2014-01-13 01:30:06 | 映画
アリエル・ブロメン監督「THE ICEMAN 氷の処刑人」(★★)

監督 アリエル・ブロメン 出演 マイケル・シャノン、ウィノナ・ライダー、レイ・リオッタ

 最近、どうも映画がおもしろくない。目の状態かよくないので、影像にどっぷりひたることができないせいかもしれない。感想を書かないままの映画が何本もある。この作品も書こうかどうしようか迷ったのだが……。少し気になるところがあったので、書くことにする。
 「THE ICEMAN 氷の処刑人」は実話だという。どうもすっきりしない感じがしないのだが、実話とはもともとそういうものかもしれない。主人公は人殺し。けれども非常に家族思い。非常と愛情の両極端を生きている。

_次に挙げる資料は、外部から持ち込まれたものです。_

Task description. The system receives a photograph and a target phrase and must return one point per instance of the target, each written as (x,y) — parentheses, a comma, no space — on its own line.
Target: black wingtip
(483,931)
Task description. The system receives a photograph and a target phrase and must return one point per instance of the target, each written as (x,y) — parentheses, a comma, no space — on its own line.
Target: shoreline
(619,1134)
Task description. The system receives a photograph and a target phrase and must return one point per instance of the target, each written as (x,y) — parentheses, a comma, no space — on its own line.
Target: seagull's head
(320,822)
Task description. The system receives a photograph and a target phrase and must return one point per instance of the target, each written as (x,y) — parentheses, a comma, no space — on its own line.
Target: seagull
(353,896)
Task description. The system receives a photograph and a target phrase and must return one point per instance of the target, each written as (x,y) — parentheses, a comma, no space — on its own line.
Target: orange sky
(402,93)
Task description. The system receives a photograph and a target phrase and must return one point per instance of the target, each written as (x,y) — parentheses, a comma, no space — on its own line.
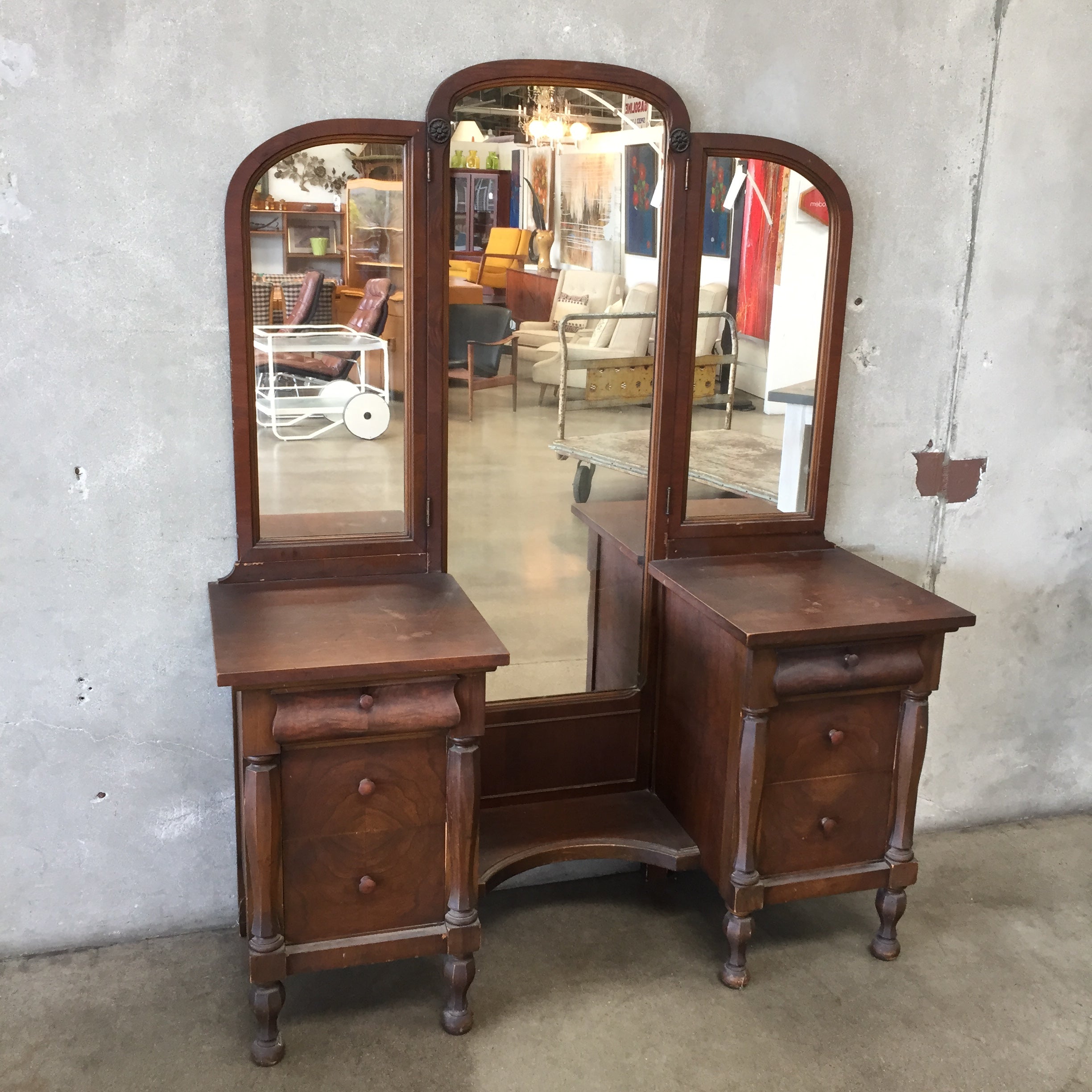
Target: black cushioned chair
(478,335)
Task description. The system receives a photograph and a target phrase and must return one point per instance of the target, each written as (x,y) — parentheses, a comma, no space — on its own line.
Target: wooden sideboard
(359,710)
(530,295)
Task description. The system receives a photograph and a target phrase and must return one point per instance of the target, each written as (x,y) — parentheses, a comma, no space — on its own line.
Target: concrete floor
(603,984)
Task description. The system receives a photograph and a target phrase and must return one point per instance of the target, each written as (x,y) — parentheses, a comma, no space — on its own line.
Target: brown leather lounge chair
(369,318)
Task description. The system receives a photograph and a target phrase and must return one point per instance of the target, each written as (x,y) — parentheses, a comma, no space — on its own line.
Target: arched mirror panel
(556,207)
(767,271)
(327,276)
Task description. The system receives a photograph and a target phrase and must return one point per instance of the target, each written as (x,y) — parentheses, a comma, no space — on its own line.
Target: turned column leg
(459,973)
(261,814)
(267,1002)
(890,905)
(891,900)
(464,930)
(747,893)
(734,974)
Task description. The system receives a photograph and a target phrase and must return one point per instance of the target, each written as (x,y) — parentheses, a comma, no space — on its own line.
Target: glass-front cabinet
(480,203)
(376,230)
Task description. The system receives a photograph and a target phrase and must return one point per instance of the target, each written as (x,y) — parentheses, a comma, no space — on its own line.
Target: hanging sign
(637,111)
(814,203)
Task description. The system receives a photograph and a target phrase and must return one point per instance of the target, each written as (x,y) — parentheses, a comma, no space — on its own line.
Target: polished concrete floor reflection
(513,543)
(603,984)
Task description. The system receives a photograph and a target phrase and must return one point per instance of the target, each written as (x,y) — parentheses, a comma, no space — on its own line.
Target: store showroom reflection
(555,248)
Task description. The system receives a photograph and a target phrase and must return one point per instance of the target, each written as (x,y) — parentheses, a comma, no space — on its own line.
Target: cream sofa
(602,290)
(630,339)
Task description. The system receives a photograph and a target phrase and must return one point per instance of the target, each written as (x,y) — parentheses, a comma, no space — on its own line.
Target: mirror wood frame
(264,558)
(749,533)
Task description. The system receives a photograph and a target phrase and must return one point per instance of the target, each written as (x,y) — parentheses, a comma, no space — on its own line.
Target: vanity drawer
(389,707)
(323,896)
(321,786)
(824,823)
(848,667)
(824,737)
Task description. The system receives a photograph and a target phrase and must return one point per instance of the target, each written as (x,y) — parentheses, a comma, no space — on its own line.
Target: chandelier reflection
(550,121)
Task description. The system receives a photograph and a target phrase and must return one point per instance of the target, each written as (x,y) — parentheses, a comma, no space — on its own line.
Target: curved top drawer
(847,667)
(397,707)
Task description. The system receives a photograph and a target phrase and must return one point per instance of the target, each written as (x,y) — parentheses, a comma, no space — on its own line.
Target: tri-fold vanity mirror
(533,405)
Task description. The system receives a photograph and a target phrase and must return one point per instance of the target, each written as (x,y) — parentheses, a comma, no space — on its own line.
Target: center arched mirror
(555,237)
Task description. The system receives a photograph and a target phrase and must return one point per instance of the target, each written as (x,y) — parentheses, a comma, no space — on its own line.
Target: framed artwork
(589,198)
(717,226)
(515,220)
(642,171)
(539,173)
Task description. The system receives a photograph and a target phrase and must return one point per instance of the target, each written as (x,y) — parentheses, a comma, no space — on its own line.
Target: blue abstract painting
(641,174)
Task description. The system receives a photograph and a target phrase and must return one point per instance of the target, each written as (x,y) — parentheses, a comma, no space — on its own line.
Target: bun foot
(457,1017)
(267,1002)
(890,905)
(734,974)
(734,978)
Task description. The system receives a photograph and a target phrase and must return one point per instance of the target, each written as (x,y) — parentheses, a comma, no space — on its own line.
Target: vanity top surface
(337,630)
(807,598)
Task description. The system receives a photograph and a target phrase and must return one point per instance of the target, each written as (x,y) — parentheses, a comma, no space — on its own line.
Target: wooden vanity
(755,701)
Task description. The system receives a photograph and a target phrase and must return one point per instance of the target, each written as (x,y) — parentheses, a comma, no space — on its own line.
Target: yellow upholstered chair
(506,248)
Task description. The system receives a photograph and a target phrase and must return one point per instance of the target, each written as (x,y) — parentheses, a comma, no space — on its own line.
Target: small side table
(800,402)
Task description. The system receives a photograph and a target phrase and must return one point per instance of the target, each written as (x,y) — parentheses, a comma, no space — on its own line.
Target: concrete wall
(961,131)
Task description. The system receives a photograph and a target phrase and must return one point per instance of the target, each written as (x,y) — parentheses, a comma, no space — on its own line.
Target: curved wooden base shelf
(616,826)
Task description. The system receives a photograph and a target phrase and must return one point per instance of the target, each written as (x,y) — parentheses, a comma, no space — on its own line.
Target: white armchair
(602,291)
(629,339)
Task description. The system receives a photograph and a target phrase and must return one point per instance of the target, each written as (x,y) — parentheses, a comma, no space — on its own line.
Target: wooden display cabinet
(480,203)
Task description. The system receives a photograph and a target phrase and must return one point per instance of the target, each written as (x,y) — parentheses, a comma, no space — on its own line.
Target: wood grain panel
(614,615)
(321,786)
(792,836)
(698,730)
(559,745)
(323,876)
(831,736)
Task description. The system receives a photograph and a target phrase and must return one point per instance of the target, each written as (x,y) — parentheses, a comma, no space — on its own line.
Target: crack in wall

 見どころはふたつある。ひとつは主人公のマイケル・シャノンの演技。怒ると感情をおさえきれなくなるのだが、顔には怒りを出さない。行動が乱暴になる。その、なんともいえない無表情がいい。隙がないのである。どこをほめていいのか、適当なことばがみつからないのだが、身長が高くて、正比例するように顔が大きい。その大きな顔の中の目が、非情に冷たい--というのは映画の中の台詞であって、もちろん目は冷たい印象なのだが、その冷たさを際立たせているのが無表情である。まるで、殺すということにおいて顔は何の働きもしないと言っているようである。実際、殺しの仕事は顔ではなく手でやる。ナイフを使うにしろ銃をつかうにしろ、それは手でやるのであって、顔ではないからね。
 とはいうものの。じゅあ、どうやって相手を油断させるか。冷酷な顔のままだったら相手が警戒する。身構える。不意打ちだけでは殺しは難しい。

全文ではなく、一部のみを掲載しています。